1. A method for storing in a memory a three dimensional array (100) of information data samples (114) respecting a three-dimensional object, characterized in that the method comprises:

partitioning the array of information data sample into a plurality of overlapping and adjacent vertical stripes (116, 118);

storing the upper most left stripe first and storing each stripe after the left adjacent stripe is stored; and,

when storing each stripe having multiple rows of information data samples, storing the upper row first and storing a first sample of each subsequent row in a memory location (0, X0, Y0) after a memory location where a sample of the preceding row is stored.

2. The method of claim 1, characterized in that the stripes have widths at most equal to a cacheline associated with the memory.

3. The method of claim 1, characterized in that all vertical stripes have the same width.

4. The method of claim 1, characterized in that the stripes have a same height than the array of information data.

5. The method of claim 1, characterized in that each sample and the sample beneath are stored in the memory with a constant address offset (X0, Y0).

6. The method of claim 1, characterized in that a thickness of the stripes is one information data sample and the juxtapositions of adjacent stripes form two-dimensional subsets (102, 104, 106) of the three-dimensional array.

7. The method of claim 6, characterized each first data sample in a first one of the two-dimensional subsets and each second data sample in a second one of the two-dimensional subsets with the same position in their respective subsets are stored in memory with a constant address offset.

8. The method of claim 1, characterized in that a thickness of the stripe is at least two information data samples.

9. The method of claim 1, characterized in that the information data sample is associated with a voxel of a three-dimensional picture.

10. A memory system comprising:

a memory arrangement comprising a main memory and a first level cache with a known cacheline; and,

a memory control unit for controlling a storing in the memory arrangement of a three-dimensional array of information data sample;

characterized in that the memory control unit partitions the array of information data samples into a plurality of overlapping and adjacent vertical stripes of samples having a width at least equal to the cacheline, and the memory control unit stores in the main memory the upper most left stripe first and stores each stripe after the left adjacent stripe; and, when storing each stripe having multiple rows of samples, the control unit stores the upper row first and stores a first sample of each subsequent row in a memory location coming after a memory location where a last sample of the preceding row is stored.

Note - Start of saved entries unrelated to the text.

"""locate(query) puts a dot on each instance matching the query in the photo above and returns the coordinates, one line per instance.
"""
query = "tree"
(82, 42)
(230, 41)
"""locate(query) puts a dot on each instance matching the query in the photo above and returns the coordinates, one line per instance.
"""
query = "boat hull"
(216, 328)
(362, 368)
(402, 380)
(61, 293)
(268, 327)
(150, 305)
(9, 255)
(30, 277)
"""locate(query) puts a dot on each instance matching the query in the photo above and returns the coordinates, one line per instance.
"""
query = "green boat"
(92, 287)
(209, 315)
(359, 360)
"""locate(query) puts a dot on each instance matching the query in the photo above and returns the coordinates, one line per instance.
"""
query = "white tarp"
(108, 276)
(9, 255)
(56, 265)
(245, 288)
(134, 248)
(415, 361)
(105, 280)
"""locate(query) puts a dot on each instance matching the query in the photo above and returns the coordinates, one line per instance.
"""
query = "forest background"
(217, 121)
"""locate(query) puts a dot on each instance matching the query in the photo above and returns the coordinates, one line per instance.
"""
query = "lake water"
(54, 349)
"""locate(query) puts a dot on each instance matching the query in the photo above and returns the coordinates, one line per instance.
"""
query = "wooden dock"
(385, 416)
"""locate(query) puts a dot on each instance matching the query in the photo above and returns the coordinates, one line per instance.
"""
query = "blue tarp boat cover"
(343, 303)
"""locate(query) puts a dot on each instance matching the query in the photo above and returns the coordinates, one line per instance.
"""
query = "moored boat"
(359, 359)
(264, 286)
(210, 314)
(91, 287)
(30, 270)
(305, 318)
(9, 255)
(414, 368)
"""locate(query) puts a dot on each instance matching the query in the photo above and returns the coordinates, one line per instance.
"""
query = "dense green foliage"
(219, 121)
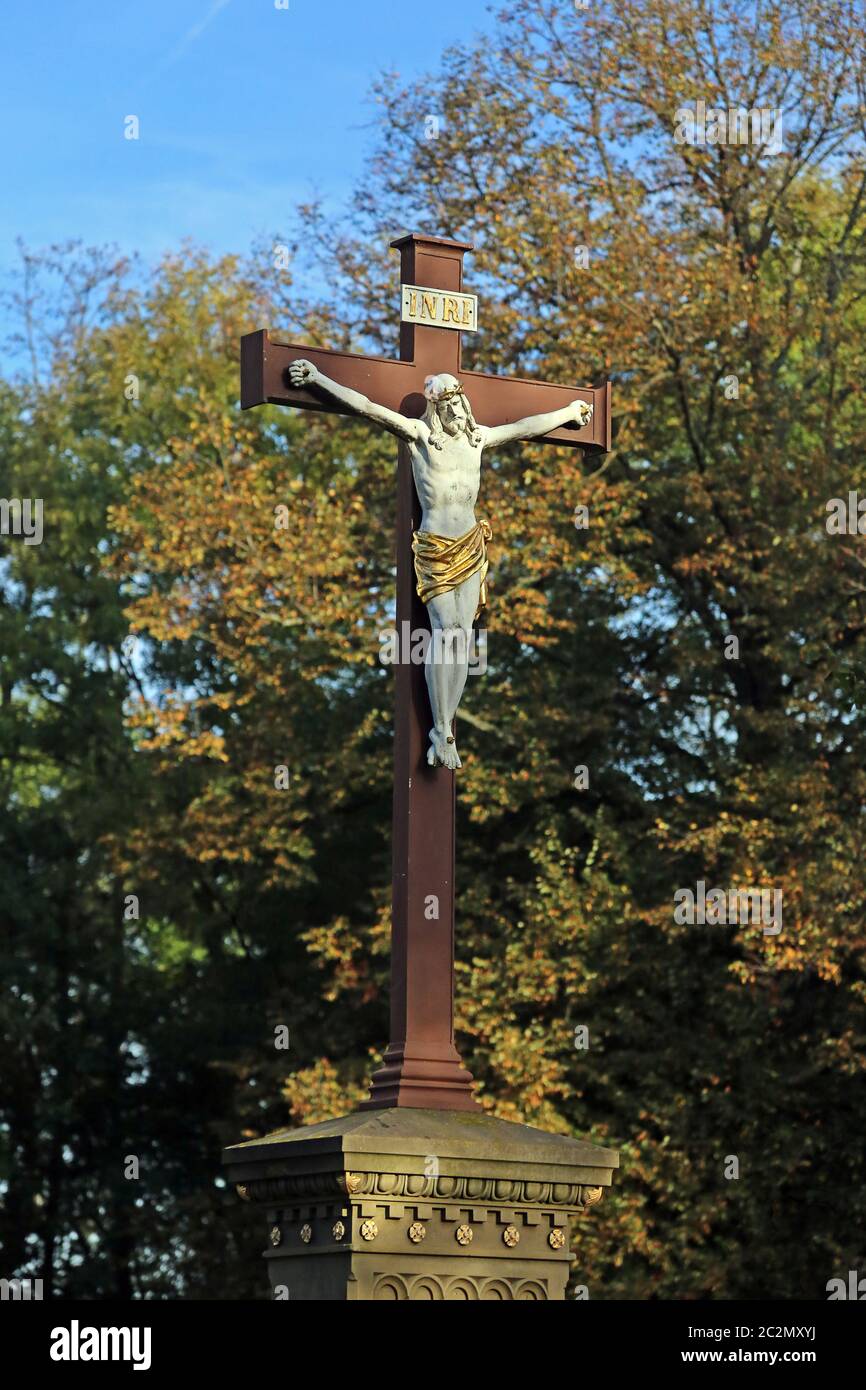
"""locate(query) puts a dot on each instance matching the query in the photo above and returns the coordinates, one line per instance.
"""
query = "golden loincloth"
(444, 562)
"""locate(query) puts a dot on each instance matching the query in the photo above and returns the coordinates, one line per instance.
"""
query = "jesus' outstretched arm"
(302, 373)
(577, 413)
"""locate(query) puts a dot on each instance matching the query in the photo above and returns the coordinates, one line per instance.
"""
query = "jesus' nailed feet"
(445, 446)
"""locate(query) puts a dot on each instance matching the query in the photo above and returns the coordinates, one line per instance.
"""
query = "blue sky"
(243, 109)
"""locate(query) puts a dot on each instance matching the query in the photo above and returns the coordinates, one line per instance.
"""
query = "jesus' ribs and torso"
(451, 546)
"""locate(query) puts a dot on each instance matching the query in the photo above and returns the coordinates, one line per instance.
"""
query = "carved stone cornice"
(328, 1187)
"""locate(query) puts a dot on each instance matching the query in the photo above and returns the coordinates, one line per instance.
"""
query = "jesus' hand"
(302, 373)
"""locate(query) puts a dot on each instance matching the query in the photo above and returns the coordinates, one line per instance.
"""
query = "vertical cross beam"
(421, 1066)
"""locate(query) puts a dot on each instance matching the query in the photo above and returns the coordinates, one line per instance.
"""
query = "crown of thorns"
(438, 396)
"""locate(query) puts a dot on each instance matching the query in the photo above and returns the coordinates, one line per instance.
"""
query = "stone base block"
(413, 1204)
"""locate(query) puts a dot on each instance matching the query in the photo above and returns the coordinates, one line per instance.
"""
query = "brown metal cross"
(421, 1066)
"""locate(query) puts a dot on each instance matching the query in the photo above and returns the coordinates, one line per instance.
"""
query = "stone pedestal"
(416, 1204)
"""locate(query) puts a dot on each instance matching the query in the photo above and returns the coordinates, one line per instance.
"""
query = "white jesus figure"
(449, 548)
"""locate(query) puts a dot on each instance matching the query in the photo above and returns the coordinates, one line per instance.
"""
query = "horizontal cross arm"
(266, 357)
(399, 385)
(499, 401)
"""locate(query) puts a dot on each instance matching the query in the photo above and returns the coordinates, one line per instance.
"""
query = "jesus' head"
(448, 410)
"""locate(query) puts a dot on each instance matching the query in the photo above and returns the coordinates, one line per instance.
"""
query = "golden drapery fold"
(444, 562)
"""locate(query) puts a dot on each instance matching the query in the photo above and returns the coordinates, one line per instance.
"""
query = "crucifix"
(444, 417)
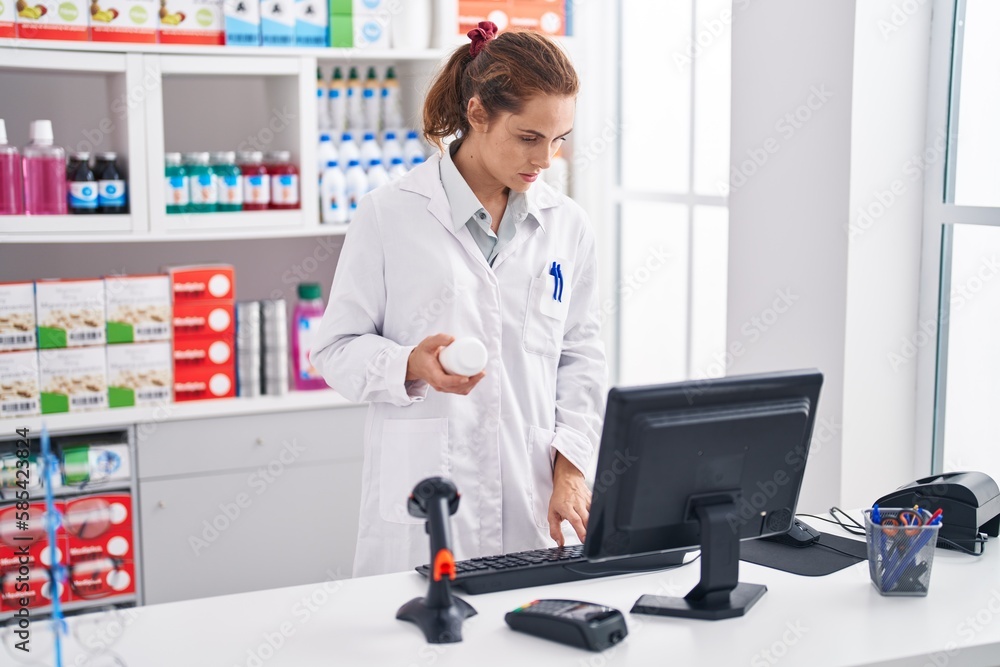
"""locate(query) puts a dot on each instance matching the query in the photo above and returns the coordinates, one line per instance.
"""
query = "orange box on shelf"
(192, 22)
(204, 318)
(102, 578)
(99, 526)
(34, 554)
(38, 593)
(65, 20)
(196, 384)
(31, 544)
(124, 21)
(202, 283)
(545, 16)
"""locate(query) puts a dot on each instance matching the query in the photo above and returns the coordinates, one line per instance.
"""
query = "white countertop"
(818, 621)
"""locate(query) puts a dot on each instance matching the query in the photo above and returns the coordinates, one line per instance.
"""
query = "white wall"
(891, 59)
(788, 252)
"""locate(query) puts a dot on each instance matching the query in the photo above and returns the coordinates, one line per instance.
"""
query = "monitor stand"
(719, 594)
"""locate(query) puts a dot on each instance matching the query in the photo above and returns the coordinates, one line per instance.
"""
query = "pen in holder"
(901, 550)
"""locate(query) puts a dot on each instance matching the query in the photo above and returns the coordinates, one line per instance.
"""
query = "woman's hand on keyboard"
(570, 500)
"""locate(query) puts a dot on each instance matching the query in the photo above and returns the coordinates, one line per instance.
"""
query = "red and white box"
(204, 318)
(207, 282)
(53, 19)
(204, 368)
(102, 578)
(196, 384)
(38, 593)
(38, 554)
(99, 527)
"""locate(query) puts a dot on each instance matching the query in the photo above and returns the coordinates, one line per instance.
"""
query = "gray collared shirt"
(467, 211)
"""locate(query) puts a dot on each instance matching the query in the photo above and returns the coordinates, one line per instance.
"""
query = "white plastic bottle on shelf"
(396, 168)
(337, 98)
(391, 148)
(44, 170)
(413, 148)
(370, 150)
(356, 185)
(392, 113)
(411, 25)
(333, 195)
(322, 101)
(372, 93)
(348, 150)
(465, 356)
(377, 175)
(326, 151)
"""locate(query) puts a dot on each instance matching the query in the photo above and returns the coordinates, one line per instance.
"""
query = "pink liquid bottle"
(44, 173)
(10, 176)
(305, 325)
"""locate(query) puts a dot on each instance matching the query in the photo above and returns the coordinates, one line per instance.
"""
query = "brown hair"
(511, 69)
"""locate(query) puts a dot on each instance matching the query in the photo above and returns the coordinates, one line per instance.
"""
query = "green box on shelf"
(341, 30)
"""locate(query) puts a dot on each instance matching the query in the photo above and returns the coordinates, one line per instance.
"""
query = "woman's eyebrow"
(542, 136)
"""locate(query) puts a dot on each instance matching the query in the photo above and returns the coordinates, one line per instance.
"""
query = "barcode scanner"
(440, 614)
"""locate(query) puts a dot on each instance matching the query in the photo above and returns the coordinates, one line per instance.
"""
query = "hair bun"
(484, 32)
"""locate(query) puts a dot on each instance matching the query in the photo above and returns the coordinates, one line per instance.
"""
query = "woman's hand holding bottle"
(424, 364)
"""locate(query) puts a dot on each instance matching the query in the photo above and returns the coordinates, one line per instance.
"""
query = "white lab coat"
(405, 274)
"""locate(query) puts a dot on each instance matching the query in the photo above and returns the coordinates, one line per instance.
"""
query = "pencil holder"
(900, 556)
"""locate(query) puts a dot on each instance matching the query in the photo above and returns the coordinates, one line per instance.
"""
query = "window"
(964, 218)
(671, 199)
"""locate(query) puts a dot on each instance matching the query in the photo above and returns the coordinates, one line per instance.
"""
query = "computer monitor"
(701, 464)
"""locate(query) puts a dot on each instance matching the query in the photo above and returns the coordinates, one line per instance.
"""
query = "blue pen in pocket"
(556, 272)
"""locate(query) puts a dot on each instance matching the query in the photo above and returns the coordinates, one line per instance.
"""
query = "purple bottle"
(44, 173)
(10, 176)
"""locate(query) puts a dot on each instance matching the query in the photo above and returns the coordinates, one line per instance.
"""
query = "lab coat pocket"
(540, 462)
(545, 317)
(412, 449)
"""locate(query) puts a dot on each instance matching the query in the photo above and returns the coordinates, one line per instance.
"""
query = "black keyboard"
(541, 567)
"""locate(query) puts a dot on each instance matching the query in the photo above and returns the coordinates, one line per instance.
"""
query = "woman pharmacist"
(468, 245)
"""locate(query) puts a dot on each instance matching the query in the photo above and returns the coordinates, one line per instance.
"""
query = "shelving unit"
(192, 458)
(123, 434)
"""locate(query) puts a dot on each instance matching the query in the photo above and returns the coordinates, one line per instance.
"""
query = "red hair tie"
(484, 32)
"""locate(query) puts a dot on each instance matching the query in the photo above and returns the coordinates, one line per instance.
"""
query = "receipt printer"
(970, 502)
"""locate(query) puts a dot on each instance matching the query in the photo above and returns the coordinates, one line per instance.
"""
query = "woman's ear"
(479, 120)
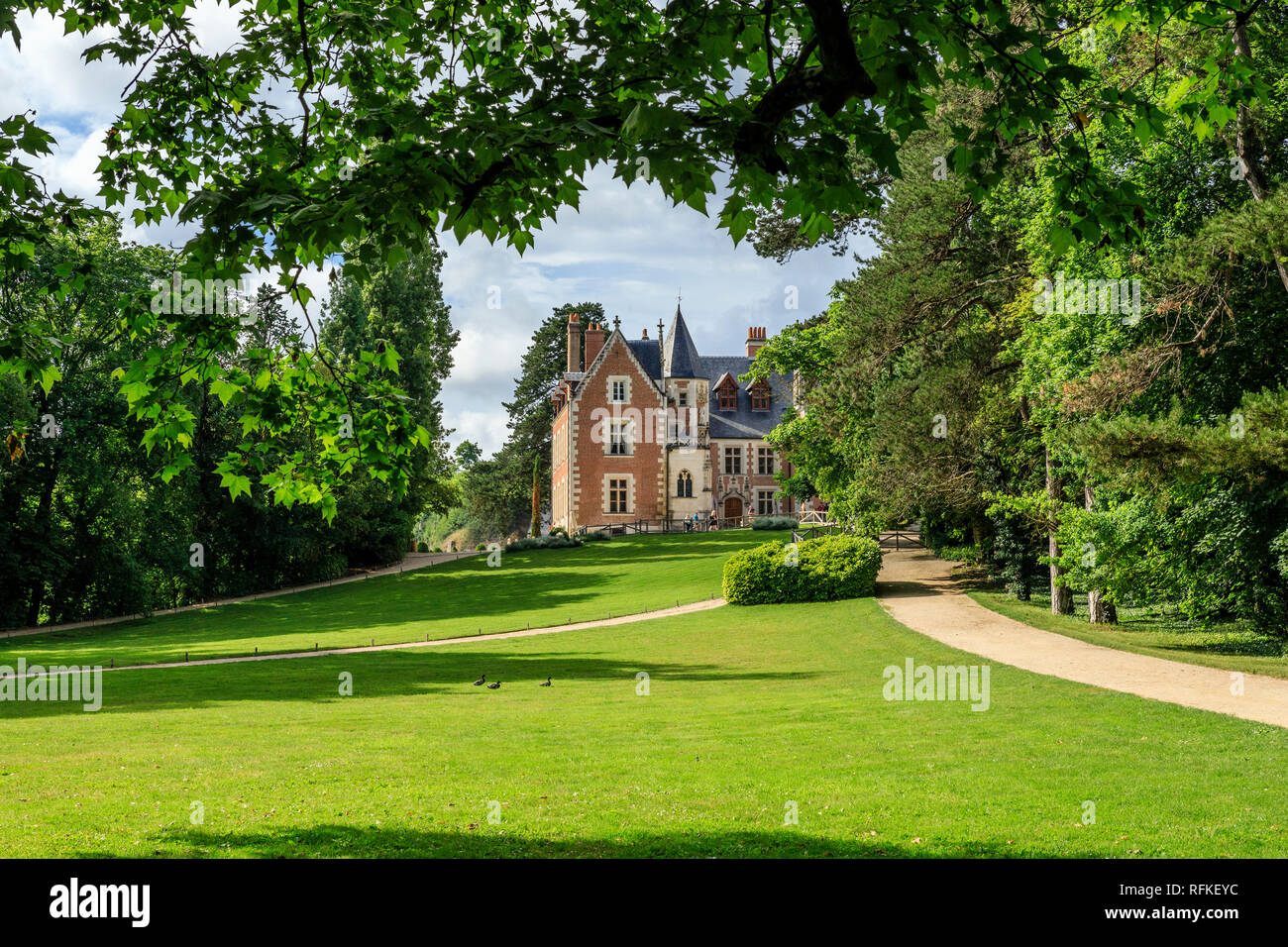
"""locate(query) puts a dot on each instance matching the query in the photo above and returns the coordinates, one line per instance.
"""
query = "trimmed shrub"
(823, 570)
(773, 523)
(552, 541)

11. A record carrier containing computer executable instructions for storing in a memory a three dimensional array of information data samples respecting a three-dimensional object, characterized in that the storing comprises:

partitioning the array of information data into a plurality of overlapping and adjacent vertical stripes;

storing the upper most left stripe first and storing each stripe after the left adjacent stripe is stored; and,

when storing each stripe having multiple rows of information data samples, storing the upper row first and storing a first sample of each subsequent row in a memory location after a memory location where a sample of the preceding row is stored.